2012 has been a year of extremes as far as weather has been concerned. We’ve had heatwaves, drought and are currently suffering flooding across some parts of the UK. Here’s a review of what we’ve seen so far:
Scotland set new records for the highest ever recorded March temperature three days in a row. On Sunday 25th March, Fyvie castle in Aberdeenshire recorded 22.8C, beating a 55 year old record, but this was to be beaten the very next day at Cromden, near Grantown on Spey (23.2C). Amazingly, the run continued for a third day when Aboyne in Aberdeenshire set a new record of 23.6C.
Scotland was hotter than many parts of Europe at that time, even beating Athens, Bermuda, Cairo, Lisban and Rome.
All in all, March was declared the third warmest, the fifth driest and third sunniest on record by the Met office.
If March was hot, then April was cold and wet. Temperatures plummeted and snow fell in the north of England and the Midlands. Badminton Horse Trials was also cancelled for only the second time in its history due to a waterlogged course.

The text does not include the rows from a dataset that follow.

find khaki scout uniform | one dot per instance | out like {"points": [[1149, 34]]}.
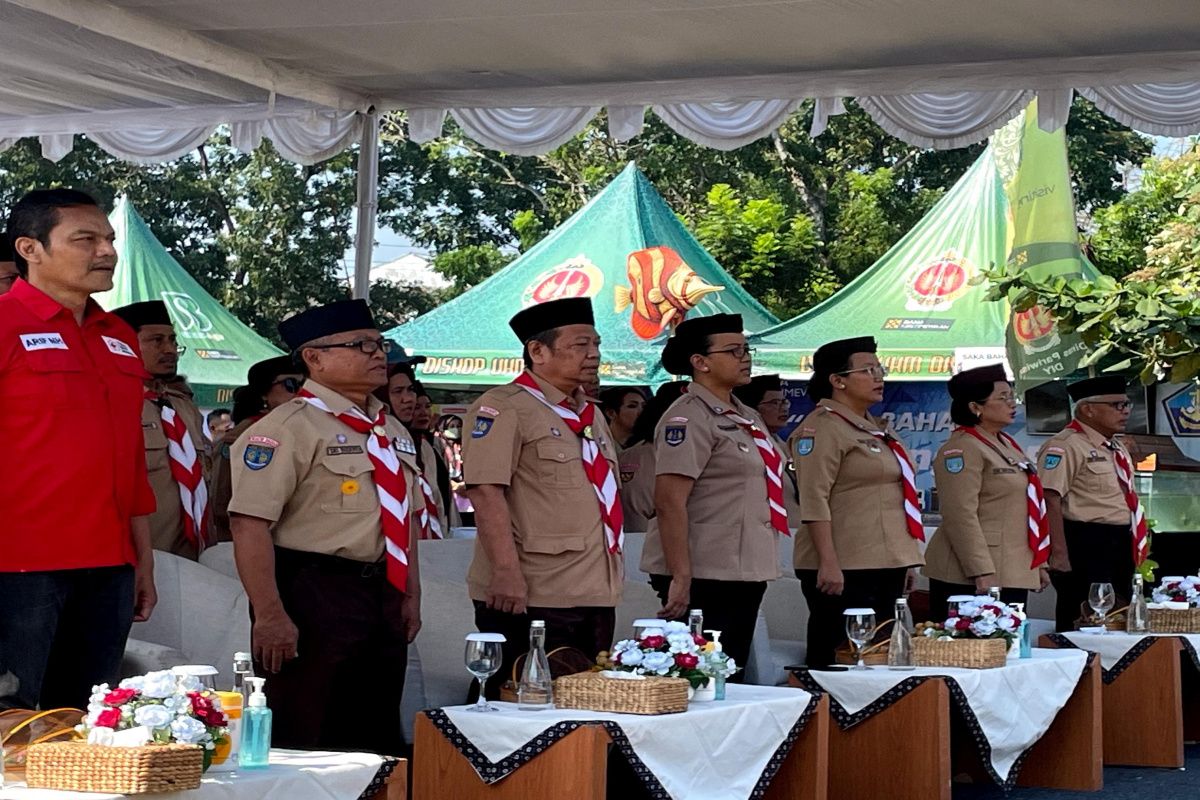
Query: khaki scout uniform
{"points": [[984, 515], [637, 486], [850, 479], [511, 439], [1079, 468], [730, 535], [167, 521], [317, 486]]}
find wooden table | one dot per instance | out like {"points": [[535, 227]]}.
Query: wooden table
{"points": [[1150, 708], [576, 767], [913, 743]]}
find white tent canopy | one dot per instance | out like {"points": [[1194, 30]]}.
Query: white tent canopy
{"points": [[150, 79]]}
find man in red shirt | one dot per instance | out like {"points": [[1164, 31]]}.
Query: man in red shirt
{"points": [[76, 566]]}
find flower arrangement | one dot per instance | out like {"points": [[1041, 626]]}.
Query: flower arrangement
{"points": [[981, 618], [1186, 590], [670, 650], [169, 709]]}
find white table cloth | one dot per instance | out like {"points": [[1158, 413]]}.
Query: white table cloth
{"points": [[1115, 645], [293, 775], [715, 750], [1013, 705]]}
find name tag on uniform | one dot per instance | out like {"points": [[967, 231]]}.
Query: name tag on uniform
{"points": [[42, 342], [119, 347]]}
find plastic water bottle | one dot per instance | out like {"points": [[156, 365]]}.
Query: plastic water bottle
{"points": [[900, 645], [535, 687]]}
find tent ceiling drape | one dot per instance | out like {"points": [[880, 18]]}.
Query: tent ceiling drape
{"points": [[148, 79]]}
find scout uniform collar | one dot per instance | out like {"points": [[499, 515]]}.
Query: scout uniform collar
{"points": [[337, 403]]}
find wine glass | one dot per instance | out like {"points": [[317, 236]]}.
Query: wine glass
{"points": [[859, 627], [1102, 597], [484, 657]]}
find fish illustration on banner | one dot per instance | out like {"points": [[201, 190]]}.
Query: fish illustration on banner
{"points": [[661, 289]]}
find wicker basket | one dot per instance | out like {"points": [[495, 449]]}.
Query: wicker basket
{"points": [[78, 767], [1170, 620], [594, 692], [946, 651]]}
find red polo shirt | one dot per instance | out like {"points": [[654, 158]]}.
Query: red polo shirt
{"points": [[71, 446]]}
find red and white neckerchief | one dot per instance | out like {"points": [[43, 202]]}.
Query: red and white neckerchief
{"points": [[907, 476], [774, 470], [595, 465], [1035, 497], [390, 485], [1125, 480], [187, 470], [431, 527]]}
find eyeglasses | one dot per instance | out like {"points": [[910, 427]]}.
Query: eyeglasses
{"points": [[877, 371], [369, 347], [738, 352]]}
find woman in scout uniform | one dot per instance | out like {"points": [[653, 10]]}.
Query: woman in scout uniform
{"points": [[858, 499], [994, 531], [719, 488], [269, 384]]}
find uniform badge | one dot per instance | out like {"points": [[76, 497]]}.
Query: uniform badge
{"points": [[483, 425], [257, 456]]}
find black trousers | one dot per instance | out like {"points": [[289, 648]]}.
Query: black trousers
{"points": [[940, 591], [343, 690], [1098, 553], [588, 629], [730, 607], [875, 589], [61, 632]]}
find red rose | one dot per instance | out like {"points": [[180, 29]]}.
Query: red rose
{"points": [[108, 719], [687, 660], [120, 696]]}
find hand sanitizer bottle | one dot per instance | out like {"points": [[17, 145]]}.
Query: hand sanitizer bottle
{"points": [[256, 729]]}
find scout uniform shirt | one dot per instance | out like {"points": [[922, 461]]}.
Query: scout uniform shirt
{"points": [[309, 473], [984, 513], [1079, 468], [730, 535], [167, 521], [850, 479], [637, 486], [511, 439]]}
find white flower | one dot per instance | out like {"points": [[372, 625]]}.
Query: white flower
{"points": [[153, 716], [187, 731], [658, 662], [159, 684]]}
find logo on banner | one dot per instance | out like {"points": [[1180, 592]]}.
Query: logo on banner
{"points": [[936, 286], [1183, 411], [576, 277]]}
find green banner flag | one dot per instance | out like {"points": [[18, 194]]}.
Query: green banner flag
{"points": [[1033, 166]]}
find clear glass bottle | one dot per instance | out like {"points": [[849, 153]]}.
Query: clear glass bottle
{"points": [[1138, 617], [535, 687], [900, 645]]}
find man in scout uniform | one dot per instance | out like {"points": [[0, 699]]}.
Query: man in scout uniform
{"points": [[324, 516], [541, 471], [174, 437], [1097, 527]]}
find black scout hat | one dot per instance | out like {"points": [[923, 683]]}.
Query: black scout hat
{"points": [[690, 338], [545, 317], [1097, 386], [151, 312], [960, 385], [323, 320], [832, 358]]}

April was a month of severe weather warnings and flooding, particularly in the south on the country. In fact, it was the wettest April in over 100 years, almost double the long term average, yet swathes of the country were still officially in drought.
We’re now nearly at the end of June and it is set to be another record breaker for all the wrong reasons. So far, it is the third wettest in UK records with an average of 4.8 inches falling – one and a half times the usual amount. Parts of the country are also suffering flooding once again.
This month though, the weather has not been consistent across the country. Whilst England and Wales have suffered their second wettest Junes on record, Scotland has only had slightly more rain than usual. This is due to the jetstream being positioned more southerly than usual, allowing systems to flow over the UK rather than to the north.